Cette sortie survient dans un climat social tendu du côté tunisien. Le 25 juillet, jour de la fête de la République, des milliers de Tunisiens sont descendus dans la rue à Tunis pour exiger le départ de Saïed, cinq ans après son coup de force constitutionnel. La colère visait des restrictions d’accès à l’eau et à l’électricité imposées en pleine vague de chaleur, ravivant un mot d’ordre né lors du soulèvement de 2011. Saïed, pour sa part, est resté silencieux : aucune allocution officielle n’a marqué cette date symbolique.

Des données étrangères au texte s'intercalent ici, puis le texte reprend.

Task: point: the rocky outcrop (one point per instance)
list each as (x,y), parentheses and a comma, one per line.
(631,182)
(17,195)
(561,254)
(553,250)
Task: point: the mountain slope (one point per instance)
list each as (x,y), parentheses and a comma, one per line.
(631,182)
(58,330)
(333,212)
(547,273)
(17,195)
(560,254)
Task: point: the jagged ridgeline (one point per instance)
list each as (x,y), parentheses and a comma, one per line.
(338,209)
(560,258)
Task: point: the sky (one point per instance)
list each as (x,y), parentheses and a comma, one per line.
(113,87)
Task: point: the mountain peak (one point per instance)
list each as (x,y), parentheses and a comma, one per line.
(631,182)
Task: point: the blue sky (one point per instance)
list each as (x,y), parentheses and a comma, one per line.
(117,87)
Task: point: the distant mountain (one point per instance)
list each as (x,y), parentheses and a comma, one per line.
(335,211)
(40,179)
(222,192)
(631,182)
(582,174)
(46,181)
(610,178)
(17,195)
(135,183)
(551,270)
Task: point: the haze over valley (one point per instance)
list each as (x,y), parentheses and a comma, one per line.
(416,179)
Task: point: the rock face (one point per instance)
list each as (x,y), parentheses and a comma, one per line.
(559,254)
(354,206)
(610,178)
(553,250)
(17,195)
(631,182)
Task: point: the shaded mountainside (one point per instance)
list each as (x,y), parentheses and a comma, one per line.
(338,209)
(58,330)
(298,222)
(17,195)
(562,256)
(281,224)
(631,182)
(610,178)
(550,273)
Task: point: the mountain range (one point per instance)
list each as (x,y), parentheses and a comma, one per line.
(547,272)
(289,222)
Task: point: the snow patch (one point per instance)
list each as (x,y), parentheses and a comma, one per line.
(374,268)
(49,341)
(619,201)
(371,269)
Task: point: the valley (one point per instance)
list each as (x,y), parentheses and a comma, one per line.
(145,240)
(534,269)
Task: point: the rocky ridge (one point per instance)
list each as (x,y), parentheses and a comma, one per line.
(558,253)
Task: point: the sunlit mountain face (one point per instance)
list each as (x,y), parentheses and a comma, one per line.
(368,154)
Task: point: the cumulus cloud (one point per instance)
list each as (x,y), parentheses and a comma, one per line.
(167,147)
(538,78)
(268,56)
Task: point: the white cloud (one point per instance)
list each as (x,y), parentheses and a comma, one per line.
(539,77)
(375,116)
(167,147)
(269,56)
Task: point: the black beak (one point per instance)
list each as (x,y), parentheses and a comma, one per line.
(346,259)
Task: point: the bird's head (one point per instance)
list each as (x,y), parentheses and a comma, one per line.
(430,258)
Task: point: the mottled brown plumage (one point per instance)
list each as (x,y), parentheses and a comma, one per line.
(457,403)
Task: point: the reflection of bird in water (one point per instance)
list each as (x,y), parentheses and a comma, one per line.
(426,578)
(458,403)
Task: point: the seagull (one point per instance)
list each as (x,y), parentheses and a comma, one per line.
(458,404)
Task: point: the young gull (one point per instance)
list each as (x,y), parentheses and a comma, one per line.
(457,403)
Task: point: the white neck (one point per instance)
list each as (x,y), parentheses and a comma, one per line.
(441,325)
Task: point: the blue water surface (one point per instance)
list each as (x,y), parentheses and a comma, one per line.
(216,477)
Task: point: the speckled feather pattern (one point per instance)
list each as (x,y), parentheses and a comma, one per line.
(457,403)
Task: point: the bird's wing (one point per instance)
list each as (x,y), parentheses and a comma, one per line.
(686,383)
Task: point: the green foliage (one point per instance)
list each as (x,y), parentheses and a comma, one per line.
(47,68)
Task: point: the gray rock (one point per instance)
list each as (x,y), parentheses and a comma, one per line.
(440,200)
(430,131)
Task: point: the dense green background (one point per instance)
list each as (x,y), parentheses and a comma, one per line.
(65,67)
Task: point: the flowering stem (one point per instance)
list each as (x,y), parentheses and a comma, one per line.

Pour Alger, la stabilité tunisienne représente un enjeu stratégique renforcé par les crises régionales : guerre civile en Libye, instabilité au Sahel, réseaux de trafic transfrontaliers. Une déstabilisation prolongée de son voisin oriental exposerait directement les frontières algériennes à ces mêmes menaces.

Un enjeu qui dépasse le Maghreb

La Tunisie constitue également un point de passage clé pour les flux migratoires vers l’Europe. Un accord de partenariat migratoire avec l‘Union européenne fait de la stabilité du pays un sujet suivi de près par Bruxelles, bien qu’aucune réaction officielle européenne n’ait suivi la déclaration de Tebboune. Paris, de son côté, observe également l’évolution de la situation tunisienne sans commentaire public à ce stade.

L’Algérie a par ailleurs connu, ces derniers jours, 63 incendies de forêt, dont trois foyers restaient actifs au moment de l’entretien présidentiel, un sujet également abordé par Tebboune lors de cette même intervention médiatique.